Non è un mistero per nessuno che Mancuso ormai sia un “ex” della Lega, anche se non formalmente. Da tempo non partecipa alle convention del partito e nelle ultime occasioni in cui l’ha fatto è stato anche critico verso la linea politica. Per il momento non ha abbandonato il Carroccio, ma da questa doppia tornata elettorale in molti sembrano aver presagito le sue mosse future. Mancuso ha infatti partecipato a parecchie riunioni per Mario Occhiuto e i numeri dicono che ha fatto votare proprio in quella direzione.
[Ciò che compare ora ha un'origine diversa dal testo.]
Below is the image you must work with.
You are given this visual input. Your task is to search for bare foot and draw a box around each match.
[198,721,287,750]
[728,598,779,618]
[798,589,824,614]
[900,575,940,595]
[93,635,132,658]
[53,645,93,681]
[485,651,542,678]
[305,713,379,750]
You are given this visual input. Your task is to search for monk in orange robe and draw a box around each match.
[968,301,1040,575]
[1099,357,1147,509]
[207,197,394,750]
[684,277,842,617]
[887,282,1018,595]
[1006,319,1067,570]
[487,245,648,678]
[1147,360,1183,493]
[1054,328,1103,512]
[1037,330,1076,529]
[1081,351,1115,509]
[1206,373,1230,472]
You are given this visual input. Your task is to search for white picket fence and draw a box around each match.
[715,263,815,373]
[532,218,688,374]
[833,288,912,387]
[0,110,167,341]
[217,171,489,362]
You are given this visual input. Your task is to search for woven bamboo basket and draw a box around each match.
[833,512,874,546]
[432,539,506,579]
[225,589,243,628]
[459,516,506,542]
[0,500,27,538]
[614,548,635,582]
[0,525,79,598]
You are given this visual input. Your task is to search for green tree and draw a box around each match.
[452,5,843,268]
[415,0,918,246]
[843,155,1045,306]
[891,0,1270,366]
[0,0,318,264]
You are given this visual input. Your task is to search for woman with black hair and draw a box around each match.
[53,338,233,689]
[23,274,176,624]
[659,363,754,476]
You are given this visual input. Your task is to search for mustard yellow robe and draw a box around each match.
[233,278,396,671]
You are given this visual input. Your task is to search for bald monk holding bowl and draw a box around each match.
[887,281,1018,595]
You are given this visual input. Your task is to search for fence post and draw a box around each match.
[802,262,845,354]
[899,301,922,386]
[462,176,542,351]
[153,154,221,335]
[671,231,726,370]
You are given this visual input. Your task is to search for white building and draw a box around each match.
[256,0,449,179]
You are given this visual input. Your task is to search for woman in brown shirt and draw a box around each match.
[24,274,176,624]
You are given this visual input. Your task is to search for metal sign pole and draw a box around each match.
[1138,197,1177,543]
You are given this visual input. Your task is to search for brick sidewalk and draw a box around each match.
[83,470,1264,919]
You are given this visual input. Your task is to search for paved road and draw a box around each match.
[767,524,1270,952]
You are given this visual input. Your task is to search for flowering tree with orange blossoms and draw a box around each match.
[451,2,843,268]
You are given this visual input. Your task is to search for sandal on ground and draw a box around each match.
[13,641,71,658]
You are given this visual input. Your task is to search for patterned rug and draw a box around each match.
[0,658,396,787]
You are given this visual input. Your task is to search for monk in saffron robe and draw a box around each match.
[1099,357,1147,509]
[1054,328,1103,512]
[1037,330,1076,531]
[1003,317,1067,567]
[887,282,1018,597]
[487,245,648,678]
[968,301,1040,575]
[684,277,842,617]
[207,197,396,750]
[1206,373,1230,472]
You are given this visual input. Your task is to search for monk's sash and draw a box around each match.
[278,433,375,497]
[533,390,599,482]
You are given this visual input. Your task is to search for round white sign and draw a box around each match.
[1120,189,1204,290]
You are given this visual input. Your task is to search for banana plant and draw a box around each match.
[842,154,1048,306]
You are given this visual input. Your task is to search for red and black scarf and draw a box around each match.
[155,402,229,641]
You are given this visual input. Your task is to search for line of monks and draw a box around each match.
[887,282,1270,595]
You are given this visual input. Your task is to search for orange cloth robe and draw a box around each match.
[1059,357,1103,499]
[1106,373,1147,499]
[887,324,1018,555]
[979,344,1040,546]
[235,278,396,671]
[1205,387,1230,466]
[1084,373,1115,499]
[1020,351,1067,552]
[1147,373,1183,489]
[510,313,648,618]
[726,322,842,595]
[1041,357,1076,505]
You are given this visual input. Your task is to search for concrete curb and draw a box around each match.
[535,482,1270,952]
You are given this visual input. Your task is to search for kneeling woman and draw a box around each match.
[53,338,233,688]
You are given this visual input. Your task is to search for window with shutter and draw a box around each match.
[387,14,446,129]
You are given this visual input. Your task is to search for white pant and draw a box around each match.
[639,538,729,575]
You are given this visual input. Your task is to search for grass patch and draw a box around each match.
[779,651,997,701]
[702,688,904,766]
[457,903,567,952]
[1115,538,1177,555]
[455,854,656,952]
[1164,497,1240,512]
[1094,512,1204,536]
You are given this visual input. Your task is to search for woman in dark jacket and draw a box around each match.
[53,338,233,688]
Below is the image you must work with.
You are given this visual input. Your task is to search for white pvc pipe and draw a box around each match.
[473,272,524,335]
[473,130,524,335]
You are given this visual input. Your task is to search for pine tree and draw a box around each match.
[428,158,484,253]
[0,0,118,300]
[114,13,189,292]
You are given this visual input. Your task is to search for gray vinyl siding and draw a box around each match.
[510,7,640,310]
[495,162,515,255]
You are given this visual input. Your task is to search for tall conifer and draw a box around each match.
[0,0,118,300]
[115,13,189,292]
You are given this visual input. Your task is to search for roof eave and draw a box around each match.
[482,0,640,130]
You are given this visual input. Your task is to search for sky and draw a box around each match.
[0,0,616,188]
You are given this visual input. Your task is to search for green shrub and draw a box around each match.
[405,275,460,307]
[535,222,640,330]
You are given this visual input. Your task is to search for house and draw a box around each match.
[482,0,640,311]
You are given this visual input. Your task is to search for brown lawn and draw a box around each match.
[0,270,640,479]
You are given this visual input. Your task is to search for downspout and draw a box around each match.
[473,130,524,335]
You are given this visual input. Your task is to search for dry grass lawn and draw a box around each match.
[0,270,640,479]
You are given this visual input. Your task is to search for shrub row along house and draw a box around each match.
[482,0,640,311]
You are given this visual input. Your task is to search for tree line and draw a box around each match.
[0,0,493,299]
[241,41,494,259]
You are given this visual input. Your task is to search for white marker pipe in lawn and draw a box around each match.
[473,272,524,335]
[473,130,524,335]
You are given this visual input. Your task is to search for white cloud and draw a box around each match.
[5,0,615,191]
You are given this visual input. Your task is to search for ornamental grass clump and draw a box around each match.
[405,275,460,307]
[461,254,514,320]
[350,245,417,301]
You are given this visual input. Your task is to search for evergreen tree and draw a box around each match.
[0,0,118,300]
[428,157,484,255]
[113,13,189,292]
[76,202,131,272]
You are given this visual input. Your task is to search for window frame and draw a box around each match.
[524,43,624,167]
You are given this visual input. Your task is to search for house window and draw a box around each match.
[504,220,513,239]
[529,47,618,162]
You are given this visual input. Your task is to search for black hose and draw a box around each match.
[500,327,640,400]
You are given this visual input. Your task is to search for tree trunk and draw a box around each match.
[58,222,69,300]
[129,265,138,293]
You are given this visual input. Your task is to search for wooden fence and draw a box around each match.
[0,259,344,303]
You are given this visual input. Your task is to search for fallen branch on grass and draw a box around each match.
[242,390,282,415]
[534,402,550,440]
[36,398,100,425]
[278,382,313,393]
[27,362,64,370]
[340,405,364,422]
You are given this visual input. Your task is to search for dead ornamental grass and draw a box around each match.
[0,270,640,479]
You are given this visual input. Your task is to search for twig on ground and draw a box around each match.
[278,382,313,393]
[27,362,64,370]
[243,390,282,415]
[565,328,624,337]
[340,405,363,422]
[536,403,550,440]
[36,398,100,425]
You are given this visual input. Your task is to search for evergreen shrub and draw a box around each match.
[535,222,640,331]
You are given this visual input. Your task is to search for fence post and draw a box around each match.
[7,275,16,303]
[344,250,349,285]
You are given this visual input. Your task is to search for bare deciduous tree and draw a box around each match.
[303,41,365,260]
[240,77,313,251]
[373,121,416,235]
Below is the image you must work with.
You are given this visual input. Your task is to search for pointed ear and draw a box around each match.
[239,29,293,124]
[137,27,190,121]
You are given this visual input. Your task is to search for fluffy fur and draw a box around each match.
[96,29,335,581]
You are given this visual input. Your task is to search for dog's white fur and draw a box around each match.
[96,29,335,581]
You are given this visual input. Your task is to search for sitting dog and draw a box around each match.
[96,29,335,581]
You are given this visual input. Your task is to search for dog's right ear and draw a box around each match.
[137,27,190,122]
Basti guardare lo scarto di voti che si è registrato fra Forza Italia e la Lega, con quest’ultima che ha raccolto davvero briciole. Molti, infatti, dicono che il commercialista abbia stretto un accordo con il governatore in base al quale ha strappato il candidato unitario proposto da lui e in cambio ha votato il fratello senatore. Ma l’accordo sembrerebbe anche funzionale ad un passaggio del presidente nelle fila di Forza Italia.

Un’adesione funzionale anche ai futuri assetti della giunta regionale. Come noto il presidente del consiglio regionale può essere sostituito, a norma di Statuto, dopo 30 mesi. Ad oggi ne sono passati 11 da quando Mancuso siede su quello scranno, ma tante cose sono cambiate, a partire dal rapporto dello stesso presidente con la Lega. Un accordo con Occhiuto lo renderebbe al sicuro da eventuali mal di pancia del suo ex partito. Non solo, ma comporterebbe un riequilibrio nei rapporti di forza territoriali degli Azzurri, finora schiacciato sull’asse Occhiuto-Mangialavori-Cannizzaro che di fatto ha relegato Catanzaro a ruoli marginali. Oggi Mancuso con la sua abile campagna elettorale è riuscito a sparigliare le carte.